C’est à cette question que nous avions consacré deux journées et aujourd’hui, deux ans après, la question de « Qu’est-ce qu’un délire ? » s’impose à nous. Pourquoi une telle question ? Pour plusieurs raisons, non seulement parce que celle-ci se pose directement depuis cette clinique qui est la nôtre mais parce que ce terme retrouve aujourd’hui l’usage affadi et dégradé qui était le sien auparavant. En effet comment caractériser un délire? Comment caractériser une réalité délirante? Ne pas partager la même réalité suffit-il à signer le délire de l’autre ; ou le sien d’ailleurs ? Ne souriez pas, cet usage simpliste et confortable a déjà pu faire des ravages et conduire quelques uns derrière les murs des hôpitaux psychiatriques d’état et pas seulement dans les régimes totalitaires. La force d’inertie de ce nous appelons les bons sentiments peut quelques fois les conduire vers des destins funestes. Il importe donc pour nous de reprendre ces questions, de faire le point sur ces questions et sur la manière dont celles-ci se sont posées jusqu’à nous et de faire avancer, si ceci est en notre pouvoir, la réflexion. En effet qu’est-ce qui caractérise une réalité délirante? Comment entendre un délire? Comment le lire, et tout d’abord relève t-il d’une lecture? Quels sont les traits qui le spécifient? Et quels repères y prendre? Comme vous l’entendez les pistes et les voies de travail seront nombreuses à s’ouvrir mais le travail du Collège n’est pas de fermer les questions mais plutôt de les ouvrir ; de les ouvrir avec chacun, à la place où il se trouve.
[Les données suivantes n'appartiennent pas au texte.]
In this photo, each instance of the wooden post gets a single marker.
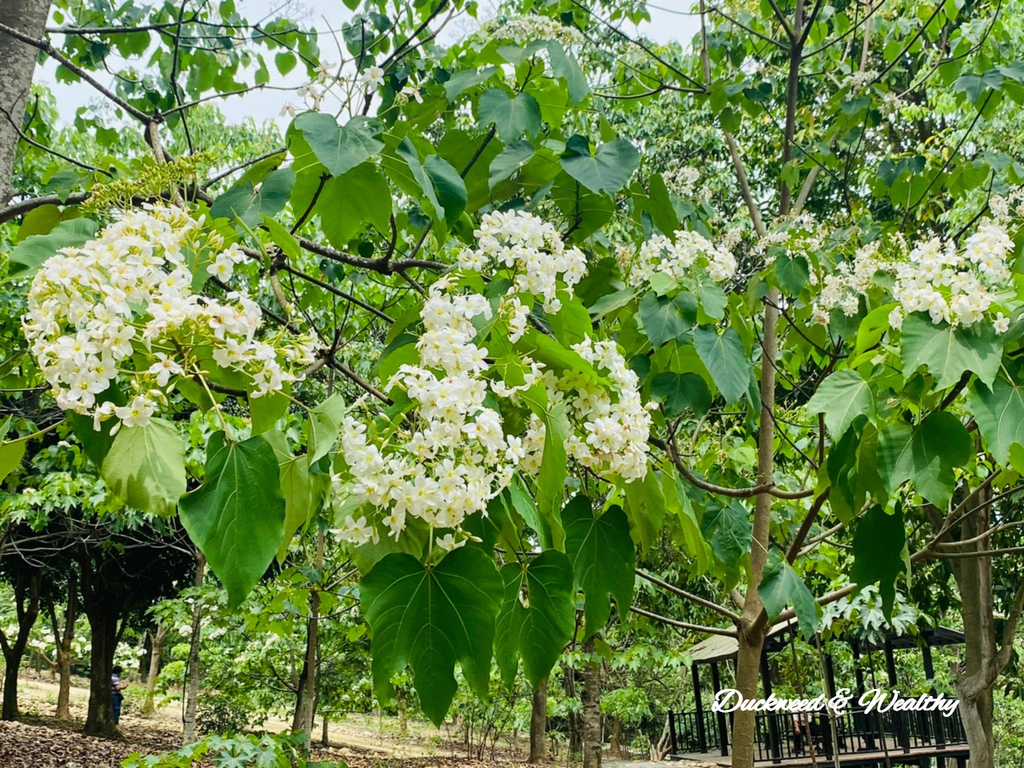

Ces journées s’ouvriront ce matin avec le travail de Jean GARRABE qui nous parlera de la psychopathologie descriptive des délires. Nous entrerons de plain pied dans ce qui fait l’histoire de cette psychopathologie. Et demain, puisque comme j’en faisais la remarque l’observateur fait partie du tableau, c’est à un autre type de psychopathologie que nous nous intéresserons et que nous pourrons alors qualifier de structurale.
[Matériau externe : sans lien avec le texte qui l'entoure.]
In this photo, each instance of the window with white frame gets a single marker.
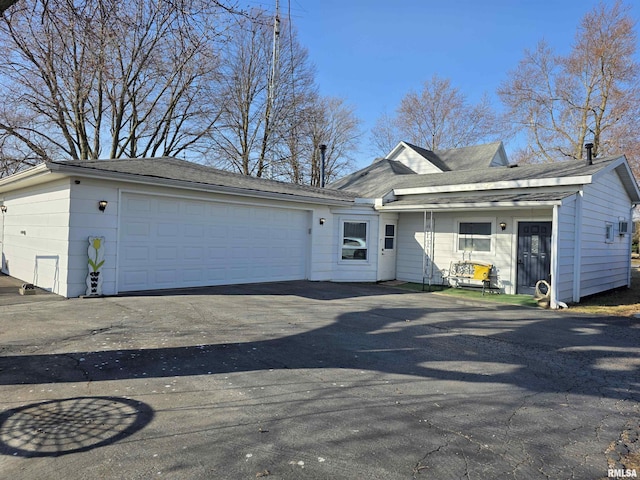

Mais aussi je voulais souligner, et ceci est quasiment une première, la place faite cet après- midi à la question du délire chez l’enfant. En effet dans quelle mesure cette clinique est-elle susceptible d’apporter des enseignements à la clinique du délire chez l’adulte?

Dans deux ans se tiendront d’autres journées du Collège- dont le thème reste à définir- que nous engagerons comme celles-ci par quelques journées préparatoires. En effet celles-ci ont été préparées par trois journées, une première à Poitiers à l’automne 2010, une deuxième à Paris en février 2011, et une troisième à Ottignies, en Belgique à l’automne 2011.

De fait, ces journées de nationales sont devenues européennes ; il nous faut donc en assumer non seulement le titre mais les enjeux.